Keevin Galbraith

Personal information
- Nationality: American
- Born: April 30, 1979 (age 47)
- Height: 6 ft 2 in (188 cm)
- Weight: 210 lb (95 kg; 15 st 0 lb)

Sport
- Position: Defense
- NLL team Former teams: New York Titans Philadelphia Wings
- NCAA team: University of Delaware
- Pro career: 2002–

= Keevin Galbraith =

American lacrosse player

Keevin Galbraith (born 1979) attended high school and played lacrosse at Malvern Prep. Keevin was a student-athlete at the University of Delaware and was a four year defensive starter on the lacrosse team. At Delaware, Keevin earned All-tournament team in 2000 and 2001, 1st team All-Conference in 2001 and was one of two players from UD to play in the North South game in 2001. He was also chosen as one of the top 40 Seniors in 2001 to play in the 1st MLL combine.
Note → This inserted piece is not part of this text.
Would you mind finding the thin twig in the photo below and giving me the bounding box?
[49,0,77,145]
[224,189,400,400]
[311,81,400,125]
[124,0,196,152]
After college, Keevin was signed as a free agent by the Philadelphia Wings in the NLL, where he played five years, from 2002 to 2006. To improve his indoor game, he went to Vancouver, Canada to play for the North Shore Thunder during 2002 and 2003 summers. He was then picked up by the New York Titans as a free agent in 2006, and played three years before deciding to retire. In 2007, Keevin was 1 of 23 players chosen to play for the USA indoor national team, and helped the team win a bronze medal. Keevin also played for the world champion Philadelphia Barrage in 2006. In 2010 Keevin was asked to be an assistant coach for Team USA in the indoor world games where he coached the likes of Casey Powell and Paul Rabil.

Keevin earned a Health and Physical Education degree at UD and Masters in Special Education from Wilmington University.